Skype has patched a security
hole in its Skype 5 client for Mac that would have allowed malware developers
to build a self-replicating worm targeting the Mac OS X platform.
Skype fixed a vulnerability
that potentially allowed malicious individuals on a user’s contact list to
remotely take control of their Macs, the company said in a blog post May 6. The
patched software, version 5.1.0.935, became available to users May 9, but it
requires a manual update.
Attackers interested in
exploiting the vulnerability would have to send a maliciously crafted message
to someone on the attacker’s Skype Contact List, Adrian
Asher, Skype’s chief information security officer, wrote on the official
Skype blog. The issue was limited to only Mac users and does not affect Windows
or Linux users, Asher said.
“A new version of Skype 5
closes the vulnerability, and Skype 2.8 (with its simpler, superior interface)
was unaffected all along,” wrote John Gruber, on the Daring
Fireball blog. There are also reports that it does not affect Apple’s iOS.
Details of the flaw haven’t
been made public, but it is “serious,” according to Gordon Maddern, the
Australian security researcher who reported the issue to Skype. He discovered
the flaw purely by accident when he was chatting on Skype with a colleague
about a payload from a client. He inadvertently executed the payload on the
colleague’s Skype client, according to a post on the Pure
Hacking blog.
Asher claimed Skype had
already been aware of the issue and had already been working on the fix when
Maddern contacted the company’s security team.
Maddern put together a
proof-of-concept using testing software Metasploit and Meterpreter as a payload
and found he was able to gain shell access on the compromised system remotely.
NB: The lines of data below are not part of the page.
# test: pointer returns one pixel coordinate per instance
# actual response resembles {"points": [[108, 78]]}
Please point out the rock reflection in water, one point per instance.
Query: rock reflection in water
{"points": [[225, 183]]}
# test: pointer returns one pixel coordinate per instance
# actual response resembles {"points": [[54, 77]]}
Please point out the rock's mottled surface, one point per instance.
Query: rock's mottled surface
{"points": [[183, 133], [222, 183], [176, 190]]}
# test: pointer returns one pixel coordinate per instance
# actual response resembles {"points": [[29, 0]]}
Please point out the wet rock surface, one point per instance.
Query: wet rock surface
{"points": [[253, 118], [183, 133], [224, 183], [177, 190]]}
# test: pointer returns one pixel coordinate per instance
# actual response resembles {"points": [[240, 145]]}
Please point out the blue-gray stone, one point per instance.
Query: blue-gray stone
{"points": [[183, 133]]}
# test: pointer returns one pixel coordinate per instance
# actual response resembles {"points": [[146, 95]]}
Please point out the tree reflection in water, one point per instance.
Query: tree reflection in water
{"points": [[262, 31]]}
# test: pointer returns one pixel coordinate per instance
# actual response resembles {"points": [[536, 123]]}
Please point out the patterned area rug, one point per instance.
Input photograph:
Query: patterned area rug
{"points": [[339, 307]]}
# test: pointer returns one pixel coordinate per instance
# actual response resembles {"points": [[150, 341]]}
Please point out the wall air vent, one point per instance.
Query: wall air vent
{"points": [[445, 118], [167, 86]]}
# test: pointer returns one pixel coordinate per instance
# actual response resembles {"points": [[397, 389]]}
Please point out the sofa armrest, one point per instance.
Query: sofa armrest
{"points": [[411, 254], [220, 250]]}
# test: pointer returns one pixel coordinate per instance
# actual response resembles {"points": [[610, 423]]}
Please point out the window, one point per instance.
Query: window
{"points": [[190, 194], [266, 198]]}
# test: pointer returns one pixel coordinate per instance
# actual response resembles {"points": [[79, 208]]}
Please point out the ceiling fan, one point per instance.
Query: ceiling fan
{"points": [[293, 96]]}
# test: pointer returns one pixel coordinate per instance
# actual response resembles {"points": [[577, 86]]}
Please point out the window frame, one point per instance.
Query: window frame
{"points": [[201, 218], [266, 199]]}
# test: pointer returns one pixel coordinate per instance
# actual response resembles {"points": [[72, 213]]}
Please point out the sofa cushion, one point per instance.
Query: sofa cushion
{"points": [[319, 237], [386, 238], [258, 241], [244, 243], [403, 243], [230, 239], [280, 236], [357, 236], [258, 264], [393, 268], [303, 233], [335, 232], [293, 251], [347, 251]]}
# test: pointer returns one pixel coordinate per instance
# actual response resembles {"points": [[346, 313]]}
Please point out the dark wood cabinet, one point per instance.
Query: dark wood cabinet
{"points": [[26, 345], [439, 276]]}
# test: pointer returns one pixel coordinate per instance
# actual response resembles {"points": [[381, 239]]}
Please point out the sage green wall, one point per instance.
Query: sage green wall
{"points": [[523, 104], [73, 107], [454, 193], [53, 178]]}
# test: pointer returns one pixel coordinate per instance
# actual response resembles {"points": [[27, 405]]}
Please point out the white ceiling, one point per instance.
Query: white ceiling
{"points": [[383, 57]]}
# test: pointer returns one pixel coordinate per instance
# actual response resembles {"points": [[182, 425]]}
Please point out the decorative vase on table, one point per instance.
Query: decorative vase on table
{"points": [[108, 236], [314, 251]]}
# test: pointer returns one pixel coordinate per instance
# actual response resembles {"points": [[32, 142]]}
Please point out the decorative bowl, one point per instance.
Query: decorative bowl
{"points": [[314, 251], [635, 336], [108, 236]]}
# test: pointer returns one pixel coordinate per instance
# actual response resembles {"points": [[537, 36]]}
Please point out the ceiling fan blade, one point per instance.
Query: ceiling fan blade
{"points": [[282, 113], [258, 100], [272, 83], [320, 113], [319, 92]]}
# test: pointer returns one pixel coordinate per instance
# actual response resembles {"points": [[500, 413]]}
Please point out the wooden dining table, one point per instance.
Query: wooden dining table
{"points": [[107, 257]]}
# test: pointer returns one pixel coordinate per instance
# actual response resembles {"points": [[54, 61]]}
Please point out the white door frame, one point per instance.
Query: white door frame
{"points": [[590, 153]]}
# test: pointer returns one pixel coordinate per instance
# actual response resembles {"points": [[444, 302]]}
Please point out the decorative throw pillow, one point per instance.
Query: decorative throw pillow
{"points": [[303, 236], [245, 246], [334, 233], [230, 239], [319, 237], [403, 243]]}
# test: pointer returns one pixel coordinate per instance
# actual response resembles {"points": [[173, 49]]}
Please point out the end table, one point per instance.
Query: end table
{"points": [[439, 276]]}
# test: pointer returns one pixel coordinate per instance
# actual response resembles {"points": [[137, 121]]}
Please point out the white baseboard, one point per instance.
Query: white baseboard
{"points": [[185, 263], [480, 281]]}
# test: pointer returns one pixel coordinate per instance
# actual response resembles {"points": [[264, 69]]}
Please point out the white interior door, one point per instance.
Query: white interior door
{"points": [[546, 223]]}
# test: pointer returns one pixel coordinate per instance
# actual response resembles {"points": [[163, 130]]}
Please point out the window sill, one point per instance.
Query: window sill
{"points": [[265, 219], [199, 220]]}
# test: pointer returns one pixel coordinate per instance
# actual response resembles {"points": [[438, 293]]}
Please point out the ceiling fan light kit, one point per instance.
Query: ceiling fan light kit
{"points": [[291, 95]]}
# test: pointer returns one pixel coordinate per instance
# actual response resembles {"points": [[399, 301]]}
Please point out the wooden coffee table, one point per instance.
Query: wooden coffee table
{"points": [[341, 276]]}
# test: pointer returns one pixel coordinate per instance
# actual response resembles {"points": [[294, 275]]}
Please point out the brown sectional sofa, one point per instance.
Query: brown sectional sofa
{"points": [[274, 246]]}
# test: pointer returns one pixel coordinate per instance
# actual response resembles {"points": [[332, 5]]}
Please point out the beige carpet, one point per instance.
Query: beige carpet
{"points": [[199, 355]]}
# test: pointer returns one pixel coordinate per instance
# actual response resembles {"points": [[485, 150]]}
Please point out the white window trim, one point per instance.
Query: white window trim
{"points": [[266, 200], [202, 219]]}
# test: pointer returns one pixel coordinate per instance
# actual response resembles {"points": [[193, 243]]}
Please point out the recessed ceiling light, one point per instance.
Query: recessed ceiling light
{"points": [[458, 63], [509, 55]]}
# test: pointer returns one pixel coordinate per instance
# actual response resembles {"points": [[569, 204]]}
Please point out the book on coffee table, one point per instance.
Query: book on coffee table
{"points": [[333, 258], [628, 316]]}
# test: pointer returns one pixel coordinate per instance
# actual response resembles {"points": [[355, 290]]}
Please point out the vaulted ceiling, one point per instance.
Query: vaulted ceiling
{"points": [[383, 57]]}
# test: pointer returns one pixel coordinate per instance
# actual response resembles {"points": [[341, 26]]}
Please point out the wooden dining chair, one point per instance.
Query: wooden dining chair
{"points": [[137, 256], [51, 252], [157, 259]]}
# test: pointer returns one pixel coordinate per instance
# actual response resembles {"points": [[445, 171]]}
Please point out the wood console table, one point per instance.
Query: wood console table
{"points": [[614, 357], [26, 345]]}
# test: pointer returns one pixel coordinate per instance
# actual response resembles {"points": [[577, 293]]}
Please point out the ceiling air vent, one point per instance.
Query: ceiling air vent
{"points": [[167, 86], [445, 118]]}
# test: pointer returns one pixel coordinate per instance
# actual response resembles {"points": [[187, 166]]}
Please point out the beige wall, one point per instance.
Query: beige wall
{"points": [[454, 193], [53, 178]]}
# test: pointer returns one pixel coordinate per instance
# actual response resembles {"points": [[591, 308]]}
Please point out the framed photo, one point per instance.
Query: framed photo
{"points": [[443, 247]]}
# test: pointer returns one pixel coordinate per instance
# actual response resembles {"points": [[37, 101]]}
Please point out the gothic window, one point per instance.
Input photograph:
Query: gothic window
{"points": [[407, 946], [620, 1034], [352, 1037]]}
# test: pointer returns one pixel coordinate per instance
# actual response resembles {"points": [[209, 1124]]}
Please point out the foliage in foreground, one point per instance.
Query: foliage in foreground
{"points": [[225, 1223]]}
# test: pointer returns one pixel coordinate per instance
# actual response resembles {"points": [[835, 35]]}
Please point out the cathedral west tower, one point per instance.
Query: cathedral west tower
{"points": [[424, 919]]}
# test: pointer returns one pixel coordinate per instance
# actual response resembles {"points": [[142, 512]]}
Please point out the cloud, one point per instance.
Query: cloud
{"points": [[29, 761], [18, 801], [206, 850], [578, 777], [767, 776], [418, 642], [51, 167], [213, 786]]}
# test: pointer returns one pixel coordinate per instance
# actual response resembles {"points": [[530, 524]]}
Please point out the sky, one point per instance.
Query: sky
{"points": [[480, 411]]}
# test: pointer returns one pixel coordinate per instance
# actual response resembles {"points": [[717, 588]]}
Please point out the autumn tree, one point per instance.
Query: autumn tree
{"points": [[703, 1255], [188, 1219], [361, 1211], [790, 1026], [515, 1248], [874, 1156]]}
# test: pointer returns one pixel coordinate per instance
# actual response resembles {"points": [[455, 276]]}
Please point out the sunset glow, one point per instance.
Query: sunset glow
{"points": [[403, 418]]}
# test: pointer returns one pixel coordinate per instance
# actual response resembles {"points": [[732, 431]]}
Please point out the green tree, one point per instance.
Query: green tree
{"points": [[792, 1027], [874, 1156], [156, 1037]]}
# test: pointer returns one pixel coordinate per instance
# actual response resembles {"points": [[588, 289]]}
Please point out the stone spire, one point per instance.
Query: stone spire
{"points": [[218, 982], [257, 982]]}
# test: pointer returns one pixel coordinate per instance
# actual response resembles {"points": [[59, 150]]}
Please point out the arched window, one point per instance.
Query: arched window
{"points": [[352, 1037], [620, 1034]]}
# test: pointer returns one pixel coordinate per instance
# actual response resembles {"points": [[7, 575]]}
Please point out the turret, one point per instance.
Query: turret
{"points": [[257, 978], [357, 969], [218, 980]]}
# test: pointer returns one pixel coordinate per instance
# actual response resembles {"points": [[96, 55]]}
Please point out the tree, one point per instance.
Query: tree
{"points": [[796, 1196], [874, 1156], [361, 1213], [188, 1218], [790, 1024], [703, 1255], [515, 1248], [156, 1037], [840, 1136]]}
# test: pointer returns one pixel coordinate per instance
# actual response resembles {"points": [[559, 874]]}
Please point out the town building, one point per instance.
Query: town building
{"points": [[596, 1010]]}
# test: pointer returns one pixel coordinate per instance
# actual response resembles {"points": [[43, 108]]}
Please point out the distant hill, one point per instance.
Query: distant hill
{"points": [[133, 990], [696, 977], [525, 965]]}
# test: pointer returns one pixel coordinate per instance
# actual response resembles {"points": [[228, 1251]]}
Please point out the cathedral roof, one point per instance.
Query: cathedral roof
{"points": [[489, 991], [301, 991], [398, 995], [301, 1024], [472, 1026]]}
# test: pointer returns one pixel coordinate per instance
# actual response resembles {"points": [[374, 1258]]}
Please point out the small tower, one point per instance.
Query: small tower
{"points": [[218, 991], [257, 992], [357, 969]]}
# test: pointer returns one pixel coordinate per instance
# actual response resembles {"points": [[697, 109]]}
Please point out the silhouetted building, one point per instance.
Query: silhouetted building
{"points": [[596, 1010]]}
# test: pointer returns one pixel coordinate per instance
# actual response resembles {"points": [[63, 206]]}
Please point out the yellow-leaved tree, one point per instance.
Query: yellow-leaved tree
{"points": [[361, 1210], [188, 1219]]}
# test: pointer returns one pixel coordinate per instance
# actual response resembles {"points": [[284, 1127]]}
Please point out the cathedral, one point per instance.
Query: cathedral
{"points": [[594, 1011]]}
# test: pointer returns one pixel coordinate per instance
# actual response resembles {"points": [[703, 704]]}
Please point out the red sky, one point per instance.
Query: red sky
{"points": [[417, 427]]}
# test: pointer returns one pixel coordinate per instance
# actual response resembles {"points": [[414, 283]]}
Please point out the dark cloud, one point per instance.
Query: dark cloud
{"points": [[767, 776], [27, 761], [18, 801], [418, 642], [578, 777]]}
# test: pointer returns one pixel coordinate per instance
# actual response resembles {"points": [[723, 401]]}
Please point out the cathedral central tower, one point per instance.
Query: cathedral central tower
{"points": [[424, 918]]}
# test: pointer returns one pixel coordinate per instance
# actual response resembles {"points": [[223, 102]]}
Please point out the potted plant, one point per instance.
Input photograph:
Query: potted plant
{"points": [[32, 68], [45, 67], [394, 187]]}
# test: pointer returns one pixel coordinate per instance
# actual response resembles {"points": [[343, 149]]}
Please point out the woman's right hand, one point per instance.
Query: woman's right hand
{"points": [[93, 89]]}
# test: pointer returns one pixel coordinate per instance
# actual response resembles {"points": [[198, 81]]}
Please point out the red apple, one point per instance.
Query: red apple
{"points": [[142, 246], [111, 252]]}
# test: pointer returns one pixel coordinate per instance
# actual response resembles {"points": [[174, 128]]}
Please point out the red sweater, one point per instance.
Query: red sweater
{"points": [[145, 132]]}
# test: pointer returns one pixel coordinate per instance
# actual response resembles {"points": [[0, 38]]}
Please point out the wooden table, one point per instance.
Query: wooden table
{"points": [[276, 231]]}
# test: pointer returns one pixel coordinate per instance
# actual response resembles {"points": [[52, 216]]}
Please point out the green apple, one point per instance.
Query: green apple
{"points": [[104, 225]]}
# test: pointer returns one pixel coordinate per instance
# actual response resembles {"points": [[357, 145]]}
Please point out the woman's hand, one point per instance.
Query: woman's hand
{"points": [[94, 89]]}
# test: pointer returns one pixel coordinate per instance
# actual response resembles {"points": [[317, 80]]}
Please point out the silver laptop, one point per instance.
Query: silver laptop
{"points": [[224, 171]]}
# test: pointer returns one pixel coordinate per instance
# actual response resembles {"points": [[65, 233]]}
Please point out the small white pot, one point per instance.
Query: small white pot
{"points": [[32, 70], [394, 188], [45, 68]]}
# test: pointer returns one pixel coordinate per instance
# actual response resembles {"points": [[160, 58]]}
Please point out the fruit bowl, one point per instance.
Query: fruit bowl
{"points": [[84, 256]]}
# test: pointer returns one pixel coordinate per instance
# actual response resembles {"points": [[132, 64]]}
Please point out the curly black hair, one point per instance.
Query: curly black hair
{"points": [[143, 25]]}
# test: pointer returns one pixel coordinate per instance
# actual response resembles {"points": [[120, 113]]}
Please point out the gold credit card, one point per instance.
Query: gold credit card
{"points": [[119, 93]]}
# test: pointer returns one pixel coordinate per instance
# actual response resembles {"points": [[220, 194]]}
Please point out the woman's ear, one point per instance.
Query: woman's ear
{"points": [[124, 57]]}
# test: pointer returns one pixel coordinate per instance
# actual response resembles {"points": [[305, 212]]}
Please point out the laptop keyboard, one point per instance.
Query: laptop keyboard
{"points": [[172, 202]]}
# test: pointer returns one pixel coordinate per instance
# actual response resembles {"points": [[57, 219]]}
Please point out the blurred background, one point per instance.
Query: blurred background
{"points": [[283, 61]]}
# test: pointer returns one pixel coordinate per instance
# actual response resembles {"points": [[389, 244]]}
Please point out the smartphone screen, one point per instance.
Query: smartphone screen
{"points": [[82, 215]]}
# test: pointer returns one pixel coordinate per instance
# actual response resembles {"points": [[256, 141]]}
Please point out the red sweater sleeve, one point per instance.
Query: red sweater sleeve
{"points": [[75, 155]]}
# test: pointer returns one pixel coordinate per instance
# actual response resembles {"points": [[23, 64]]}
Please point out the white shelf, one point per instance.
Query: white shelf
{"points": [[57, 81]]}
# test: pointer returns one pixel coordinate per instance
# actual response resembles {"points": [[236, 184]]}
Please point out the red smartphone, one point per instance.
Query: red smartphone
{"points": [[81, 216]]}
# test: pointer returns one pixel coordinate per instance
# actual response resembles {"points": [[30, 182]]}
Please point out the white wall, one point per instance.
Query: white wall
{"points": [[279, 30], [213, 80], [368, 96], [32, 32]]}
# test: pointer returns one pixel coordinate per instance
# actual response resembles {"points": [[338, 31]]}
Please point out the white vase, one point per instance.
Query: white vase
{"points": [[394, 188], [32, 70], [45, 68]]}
His victim for the test wasn’t “too happy,” as it left Skype “unusable” for
several days, Maddern said.
"The long and the short
of it is that an attacker needs only to send a victim a message and they can
gain remote control of the victim’s Mac," Maddern wrote. The flaw is
"extremely wormable," according to Maddern.
Pure Hacking won’t give
specifics on how to perform the attack until the patch is available to users,
according to Maddern. “We won’t be releasing any info till the majority of
users are safe,” Maddern said.
The updated Skype for Mac
software requires a manual update. The company had actually addressed the bug
via a “hotfix” that was released April 14. It hadn’t been automatically pushed
to users before because “there were no reports of this vulnerability being
exploited n the wild,” Asher said.
The update also fixed some
minor bugs and resolved the video freezing in high-packet-loss networks, Skype
said.
Last month, Skype patched
the vulnerability within its Android application, which would have allowed a
malicious third-party application to access user information, including phone
numbers.
Skype for Android was storing names, dates of birth, location information,
account balances, phone numbers, email addresses and other biographic details
in a non-encrypted and easily accessible file on the device. The company fixed
the issue in version 1.0.0.983 on April 20.